No Time to Spare by Ursula K. Le Guin
Subtitled Thinking About What Matters. A collection of essays written from 2010 to 2013. Subjects: aging, cats, literature, society, music, nature—eclectic and charming. A light touch though strong feelings come through as they must. A chance to hang out with Le Guin which almost feels intimate and is very welcome, especially now that she’s gone.
The Turn of the Key by Ruth Ware
I spent a delightfully solitary New Year’s Eve scaring myself silly with this contemporary ghost story. Rowan is a nanny tasked with a very demanding job. The isolated house is loaded with technology, possible spirits, and 4 very difficult charges. Mom and Dad, architects, turn this over to her with a 90-page binder of instructions and go away. Rowan has a murky past, we discover. There’s a handyman/groundskeeper, Jake, who seems like a saving grace until…And did I forget to mention the poison garden? Ooh—deliciously chilling.
Grace After Henry by Eithne Shortall
Grace’s young husband dies suddenly in a grotesque bicycling accident (the scarf she knitted him got tangled in the wheel, he fell over, and a lorry flattened him). She’s in their new house but utterly undone. She’s barely emerging from her grief when who should appear: his double! Literally. Adam had a twin, adopted and whisked away to Australia, who’s now come to find his roots. Adam’s parents never told him he was adopted. Very confusing, very tempting, especially when she discovers she’s three months’ pregnant, but Grace has enough wisdom to recognize the moral and ethical tangles that might ensue if Andy slipped into Adam’s place (an outcome Adam’s mother yearns for). A thoughtful, charming book from Ireland.
On The Edge by Edward St. Aubyn
I like this British author very much and though I have some quibbles with this particular novel, I want to share it here because it’s such a wicked send-up of the Human Potential Movement (which I’ve had considerable exposure to). All these seekers from England end up at Esalen after other sojourns at Findhorn, the “Lakoda” reservation (big quibble there), and other power centers in American. It ends in a kind of Midsummer Night’s Dream raunchy conclusion in which most get their dreams fulfilled. Very silly but such a tempting target.
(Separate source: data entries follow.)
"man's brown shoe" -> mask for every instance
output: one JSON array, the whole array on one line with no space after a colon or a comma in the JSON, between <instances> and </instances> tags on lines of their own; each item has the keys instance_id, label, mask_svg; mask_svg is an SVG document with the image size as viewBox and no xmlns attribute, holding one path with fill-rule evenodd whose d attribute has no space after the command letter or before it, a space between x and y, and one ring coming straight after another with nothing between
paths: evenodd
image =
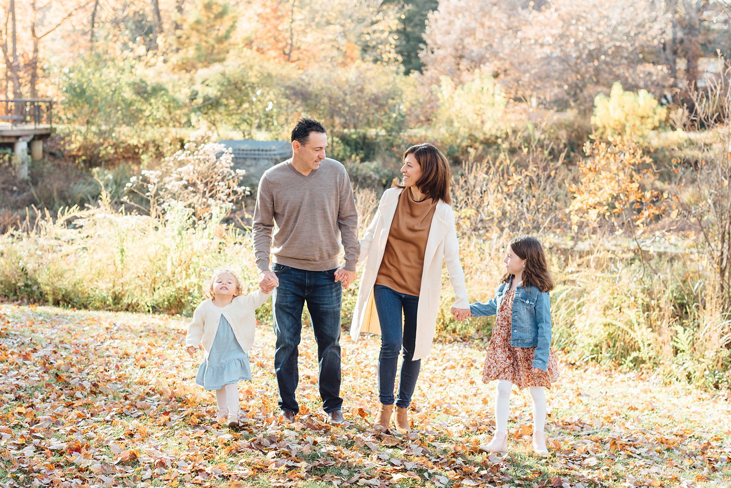
<instances>
[{"instance_id":1,"label":"man's brown shoe","mask_svg":"<svg viewBox=\"0 0 731 488\"><path fill-rule=\"evenodd\" d=\"M333 425L340 425L345 421L343 418L343 413L339 410L334 410L332 412L327 412L327 423L332 424Z\"/></svg>"}]
</instances>

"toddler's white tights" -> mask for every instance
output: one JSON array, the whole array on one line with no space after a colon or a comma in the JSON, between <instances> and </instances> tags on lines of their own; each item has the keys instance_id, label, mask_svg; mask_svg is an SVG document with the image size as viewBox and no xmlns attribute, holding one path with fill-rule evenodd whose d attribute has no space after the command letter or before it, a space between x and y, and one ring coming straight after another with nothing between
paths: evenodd
<instances>
[{"instance_id":1,"label":"toddler's white tights","mask_svg":"<svg viewBox=\"0 0 731 488\"><path fill-rule=\"evenodd\" d=\"M542 432L546 423L545 388L542 386L529 387L533 400L533 432ZM495 423L499 432L507 433L507 417L510 413L510 390L512 383L507 380L498 380L495 395Z\"/></svg>"},{"instance_id":2,"label":"toddler's white tights","mask_svg":"<svg viewBox=\"0 0 731 488\"><path fill-rule=\"evenodd\" d=\"M238 386L232 383L220 390L216 390L216 404L219 407L219 418L238 418Z\"/></svg>"}]
</instances>

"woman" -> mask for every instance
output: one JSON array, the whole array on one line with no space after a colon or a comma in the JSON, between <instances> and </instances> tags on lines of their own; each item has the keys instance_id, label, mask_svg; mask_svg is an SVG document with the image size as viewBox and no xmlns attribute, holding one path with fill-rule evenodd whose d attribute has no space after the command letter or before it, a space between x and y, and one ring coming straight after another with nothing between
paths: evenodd
<instances>
[{"instance_id":1,"label":"woman","mask_svg":"<svg viewBox=\"0 0 731 488\"><path fill-rule=\"evenodd\" d=\"M413 146L404 154L401 172L401 181L394 179L393 187L384 192L360 241L358 263L366 267L350 329L355 340L361 331L381 333L381 405L374 426L379 432L388 430L394 402L396 428L409 430L407 409L436 328L442 262L455 292L452 315L462 320L470 313L450 206L447 158L431 144ZM399 351L403 362L395 399Z\"/></svg>"}]
</instances>

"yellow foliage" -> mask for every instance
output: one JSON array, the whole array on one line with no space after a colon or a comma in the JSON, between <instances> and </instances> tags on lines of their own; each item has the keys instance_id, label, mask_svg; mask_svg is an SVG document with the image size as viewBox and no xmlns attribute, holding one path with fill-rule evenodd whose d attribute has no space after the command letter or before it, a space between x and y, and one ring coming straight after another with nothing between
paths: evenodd
<instances>
[{"instance_id":1,"label":"yellow foliage","mask_svg":"<svg viewBox=\"0 0 731 488\"><path fill-rule=\"evenodd\" d=\"M667 110L647 90L625 91L621 83L615 83L609 97L599 94L594 99L591 124L599 137L639 140L646 138L667 116Z\"/></svg>"}]
</instances>

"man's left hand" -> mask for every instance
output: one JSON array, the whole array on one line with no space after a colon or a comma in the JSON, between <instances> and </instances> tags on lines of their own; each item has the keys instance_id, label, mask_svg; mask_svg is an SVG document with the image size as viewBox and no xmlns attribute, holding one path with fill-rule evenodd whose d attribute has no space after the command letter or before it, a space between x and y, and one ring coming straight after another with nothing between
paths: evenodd
<instances>
[{"instance_id":1,"label":"man's left hand","mask_svg":"<svg viewBox=\"0 0 731 488\"><path fill-rule=\"evenodd\" d=\"M350 284L355 281L355 271L349 271L342 268L338 268L335 271L335 280L339 281L343 285L343 289L347 288Z\"/></svg>"}]
</instances>

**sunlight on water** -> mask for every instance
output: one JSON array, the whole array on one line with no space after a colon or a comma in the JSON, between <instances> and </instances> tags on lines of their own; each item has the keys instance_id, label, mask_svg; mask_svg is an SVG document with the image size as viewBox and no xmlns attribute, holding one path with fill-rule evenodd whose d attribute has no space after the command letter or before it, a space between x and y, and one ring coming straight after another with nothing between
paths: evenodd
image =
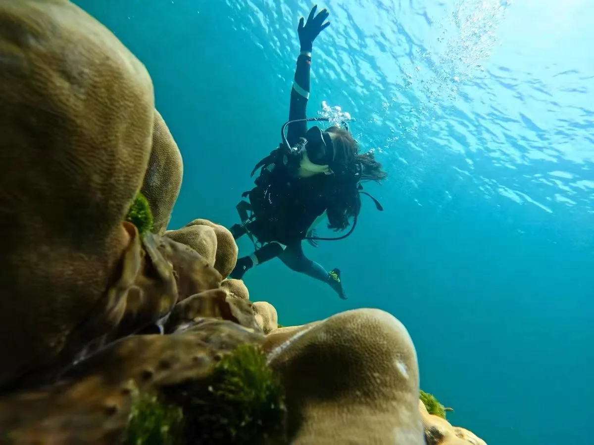
<instances>
[{"instance_id":1,"label":"sunlight on water","mask_svg":"<svg viewBox=\"0 0 594 445\"><path fill-rule=\"evenodd\" d=\"M270 63L286 67L290 84L289 55L309 3L228 2L249 17L245 32L273 50ZM349 111L364 149L381 152L413 199L441 177L547 213L589 212L594 73L560 43L583 40L569 24L584 4L328 0L320 4L331 26L314 45L312 97Z\"/></svg>"}]
</instances>

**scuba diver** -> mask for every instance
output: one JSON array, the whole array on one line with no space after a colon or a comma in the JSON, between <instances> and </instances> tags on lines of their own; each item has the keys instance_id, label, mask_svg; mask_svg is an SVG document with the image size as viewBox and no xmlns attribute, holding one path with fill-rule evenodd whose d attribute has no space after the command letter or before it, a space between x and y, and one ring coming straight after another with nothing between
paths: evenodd
<instances>
[{"instance_id":1,"label":"scuba diver","mask_svg":"<svg viewBox=\"0 0 594 445\"><path fill-rule=\"evenodd\" d=\"M344 128L308 129L308 122L329 120L306 117L313 42L330 25L326 22L328 11L322 9L316 15L317 8L312 8L305 25L303 17L299 21L301 52L291 90L289 121L281 129L282 142L252 171L253 176L261 169L255 187L242 195L249 202L242 200L236 206L241 224L230 229L236 240L247 234L256 250L239 258L229 276L241 279L251 268L278 258L292 270L327 283L341 298L346 299L340 270L328 272L307 258L302 242L308 240L315 247L318 240L343 239L350 235L361 209L361 193L369 196L361 191L361 183L379 182L387 174L372 153L358 153L357 142L345 122ZM320 238L315 236L314 228L325 217L328 227L336 231L345 230L350 225L349 218L354 220L346 235Z\"/></svg>"}]
</instances>

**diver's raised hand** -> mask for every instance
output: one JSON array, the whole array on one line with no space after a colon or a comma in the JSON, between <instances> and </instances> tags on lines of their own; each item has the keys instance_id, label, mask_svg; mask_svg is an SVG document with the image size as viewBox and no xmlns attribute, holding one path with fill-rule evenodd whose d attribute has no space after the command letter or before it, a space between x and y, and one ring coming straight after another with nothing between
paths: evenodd
<instances>
[{"instance_id":1,"label":"diver's raised hand","mask_svg":"<svg viewBox=\"0 0 594 445\"><path fill-rule=\"evenodd\" d=\"M328 10L323 9L316 15L315 10L317 8L318 5L314 5L305 26L303 24L304 18L301 17L299 19L297 33L299 34L299 41L301 44L302 51L311 51L315 37L323 30L326 29L330 25L329 21L324 23L328 18L329 15Z\"/></svg>"}]
</instances>

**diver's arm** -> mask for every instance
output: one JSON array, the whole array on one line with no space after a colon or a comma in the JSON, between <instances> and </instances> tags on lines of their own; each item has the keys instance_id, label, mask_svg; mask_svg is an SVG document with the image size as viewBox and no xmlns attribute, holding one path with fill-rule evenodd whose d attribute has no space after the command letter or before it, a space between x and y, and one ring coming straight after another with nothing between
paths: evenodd
<instances>
[{"instance_id":1,"label":"diver's arm","mask_svg":"<svg viewBox=\"0 0 594 445\"><path fill-rule=\"evenodd\" d=\"M311 236L310 234L311 234L314 231L314 229L315 229L316 226L317 226L318 224L321 223L322 220L327 216L327 215L326 215L326 211L324 211L324 212L321 215L320 215L320 216L318 216L317 218L315 218L314 222L311 223L311 225L310 225L309 228L307 230L308 236Z\"/></svg>"},{"instance_id":2,"label":"diver's arm","mask_svg":"<svg viewBox=\"0 0 594 445\"><path fill-rule=\"evenodd\" d=\"M291 88L291 100L289 106L289 120L304 119L307 116L307 100L309 98L309 64L311 52L302 50L297 58L297 68ZM289 124L287 130L287 141L294 147L299 138L305 137L307 132L307 122Z\"/></svg>"}]
</instances>

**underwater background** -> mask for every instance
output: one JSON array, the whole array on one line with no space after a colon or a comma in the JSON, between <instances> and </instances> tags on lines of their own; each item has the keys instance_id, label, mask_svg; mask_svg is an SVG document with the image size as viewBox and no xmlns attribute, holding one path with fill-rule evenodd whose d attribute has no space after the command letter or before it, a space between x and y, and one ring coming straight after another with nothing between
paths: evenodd
<instances>
[{"instance_id":1,"label":"underwater background","mask_svg":"<svg viewBox=\"0 0 594 445\"><path fill-rule=\"evenodd\" d=\"M170 228L228 227L280 142L309 2L77 0L147 66L181 151ZM245 276L283 325L346 309L408 329L421 387L489 445L584 443L594 400L594 4L328 0L308 114L340 106L390 177L353 234ZM327 232L323 231L322 233ZM253 250L239 240L240 255ZM584 437L585 436L585 437Z\"/></svg>"}]
</instances>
Strange Birds by Celia C. Perez
Subtitled A Field Guide to Ruffling Feathers, this kid’s book which I listened to on CD covers broad territories with grace: the environment, class and race—heavy subjects deftly handled. Four 12-year-old girls are drawn together in Florida. Each is an outsider of sorts and they form a club to challenge the Flores, a local institution that features an iconic hat made of feathers from endangered birds. One girl is African-American, one Latina, one Caribbean, and the last white, rich, and miserable. They get into all kinds of scrapes, some extremely funny, some pretty scary. Delightful, especially in the ear—all those accents.